A 74 kms. de la ciudad de Granada, en el corazón de la Alpujarra Alta, se encuentra Mecina Fondales. Es poco más que una aldea, un grupo de casitas blancas que se arremolinan entre calles de empinadas cuestas, emplazada como el resto de pueblos de la comarca en una ladera de la sierra granadina, en un entorno idílico de montañas y valles, tierra fértil a la que da vida el rumor de ríos que, desde las altas cumbres nevadas, bajan hasta la falda de la montaña.
Llegar no es fácil. La carretera, conformada por un entramado de cerradas curvas en un continuado ascenso, atraviesa diversos pueblos, y se estrecha peligrosamente en los puentes que cruzan sobre ríos y valles. Los estómagos de niños, y de los no tan niños, son puestos a prueba. Uno entiende que allí se hicieran fuertes los moriscos que habían permanecido en el reino nazarí tras la toma de Granada, provocando que el mismo Juan de Austria, hermanastro de Felipe II, tuviese que ponerse al mando de los ejércitos que hubiesen de acabar con una sangrienta rebelión. Sería el fin de los moros en la península.
Allí pasamos la Pascua, en un rincón perdido del mundo, donde el tiempo pareciera detenerse. Lejos quedaba todo estrés y bullicio, prisas y noticias de orden mundial. Lejos también las comodidades: repartidos entre la casa parroquial y alojamientos rurales, toda habitación estaba superpoblada, con las camas de los peques y cunas pegadas a los papis, de forma que la intimidad llegaba a pecar por su ausencia. El uso de los baños requería de turnos, y la comida podía no ser todo lo que uno desease. Y fue allí, en Mecina Fondales, donde cielo y tierra se unieron durante el triduo Pascual, y Cristo se paseó entre los presentes; estaban nuestros hijos, multitud de niños que llenaron de risas, llantos, gritos, carreras y juegos aquel pueblo, haciendo que alguno de los ancianos habitantes de la exigua población local se emocionase, pues llenaron de una vida feliz y despreocupada unas calles que permanecían por décadas dormidas. Matrimonios, jóvenes… y muchos hermanos que desde lejos hicieron un largo viaje. Hermanos en la fe tan queridos para nosotros, que su llegada a nuestro lado esponja el corazón, y su partida nos arranca siempre un trocito, despertando la añoranza de volver a verlos. Estaba el hermano sacerdote que, como el mismo Jesús, bien podría decir “cuánto he ansiado vivir esta Pascua con vosotros”, y con él dos tesoros, dos regalazos que son promesas de Dios para su pueblo: dos seminaristas que, quiera el Señor, puedan ser un día santos sacerdotes.

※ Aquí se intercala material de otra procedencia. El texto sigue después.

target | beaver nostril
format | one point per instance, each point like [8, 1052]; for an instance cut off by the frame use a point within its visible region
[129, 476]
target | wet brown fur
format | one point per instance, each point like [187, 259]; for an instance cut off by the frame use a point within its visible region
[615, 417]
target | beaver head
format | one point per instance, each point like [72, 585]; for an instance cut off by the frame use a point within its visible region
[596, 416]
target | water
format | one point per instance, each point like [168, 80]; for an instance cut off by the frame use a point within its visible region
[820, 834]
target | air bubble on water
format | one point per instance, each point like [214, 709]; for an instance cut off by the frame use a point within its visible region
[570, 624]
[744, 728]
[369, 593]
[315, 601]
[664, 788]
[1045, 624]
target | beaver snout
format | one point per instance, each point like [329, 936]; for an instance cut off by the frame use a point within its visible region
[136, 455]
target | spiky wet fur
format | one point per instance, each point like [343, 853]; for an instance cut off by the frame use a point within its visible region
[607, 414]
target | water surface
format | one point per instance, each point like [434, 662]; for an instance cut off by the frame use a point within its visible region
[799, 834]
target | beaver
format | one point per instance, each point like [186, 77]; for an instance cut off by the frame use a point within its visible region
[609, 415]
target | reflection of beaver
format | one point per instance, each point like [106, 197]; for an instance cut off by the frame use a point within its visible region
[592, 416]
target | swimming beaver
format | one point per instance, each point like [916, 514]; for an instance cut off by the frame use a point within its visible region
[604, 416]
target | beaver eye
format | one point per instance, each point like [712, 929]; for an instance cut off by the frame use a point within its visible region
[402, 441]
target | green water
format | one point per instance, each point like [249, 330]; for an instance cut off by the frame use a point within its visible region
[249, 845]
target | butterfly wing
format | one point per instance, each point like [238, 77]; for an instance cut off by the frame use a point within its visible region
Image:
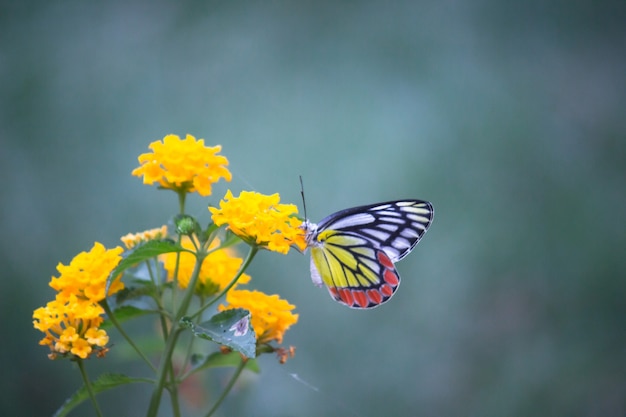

¿Qué pasó allí? Oficios, hora santa, vía crucis, laudes, tiempo de compartir… aparentemente nada nuevo, nada excepcional fuera del ritmo de una Pascua. Todo alrededor del sentido de estos días: la cena del Señor, su pasión, su muerte y su resurrección. Y sin embargo, todo vivido desde la entrega de cada ministerio, de cada uno de los presentes, con autenticidad, sencillez y pasión. El corazón se quedó tocado por la experiencia de haber vivido un anticipo del reino de los cielos en la tierra. Como en el Tabor, uno hubiese deseado hacer unas tiendas, o quedarse en este caso en aquellas casas rurales, y no descender. Sé que puede sonar escandaloso, pero se llegaba a perder hasta todo temor a la muerte; como dice la Palabra, ¿dónde queda su aguijón, su victoria, sabiendo que sólo ella es la puerta que nos separa de vivir para siempre en este reino celestial?

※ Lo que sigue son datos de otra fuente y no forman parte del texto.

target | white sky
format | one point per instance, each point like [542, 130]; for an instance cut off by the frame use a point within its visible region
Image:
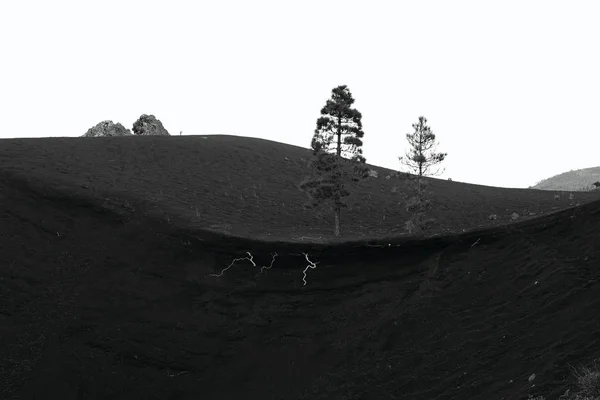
[510, 88]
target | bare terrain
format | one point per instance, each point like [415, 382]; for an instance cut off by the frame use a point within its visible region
[111, 283]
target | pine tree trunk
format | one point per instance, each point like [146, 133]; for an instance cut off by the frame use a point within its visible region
[337, 220]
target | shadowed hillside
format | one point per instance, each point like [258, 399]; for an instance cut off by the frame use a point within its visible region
[107, 286]
[581, 179]
[248, 187]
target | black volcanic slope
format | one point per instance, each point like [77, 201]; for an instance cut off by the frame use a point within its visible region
[107, 286]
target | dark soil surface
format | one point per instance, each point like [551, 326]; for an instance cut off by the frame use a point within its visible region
[108, 286]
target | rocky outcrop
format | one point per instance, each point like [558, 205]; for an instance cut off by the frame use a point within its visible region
[107, 128]
[148, 125]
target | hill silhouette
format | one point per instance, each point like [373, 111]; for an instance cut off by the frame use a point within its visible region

Hoy, con tele y con internet, con un frigorífico lleno, con dos baños en casa, con una autovía para llegar al trabajo y con una cama de 1’50, echo de menos las estrecheces, el silencio, la desinformación y hasta los momentos de hambre. Echo de menos darme una pateada de cuestas para ir de un lado a otro. Echo de menos encontrarme a los niños embarrados hasta las orejas y exhaustos de jugar. Echo de menos a todos cuantos viven lejos y no volveré a ver en mucho tiempo. Echo de menos encontrarme a los hermanos en pijama, despeinados y con ojeras al despertar y salir del dormitorio, y tener como principal ocupación del día alabar y bendecir con ellos a Dios desde la mañana hasta la noche.
Sí, hubo que descender. Mas ya nada será igual. Nadie podrá arrebatarnos la certeza de lo vivido, y de lo que estamos llamados a vivir, destino ante el que todo temor, dificultad y tribulación se hacen hoy un poco más pequeños y relativos. El cielo es algo más que una vaga e incierta promesa. Bendito Dios, bendita Fe, bendita Comunidad, y bendita Misión que nos lleva a que otros puedan experimentar esto. No imagino llamada más grande en esta vida.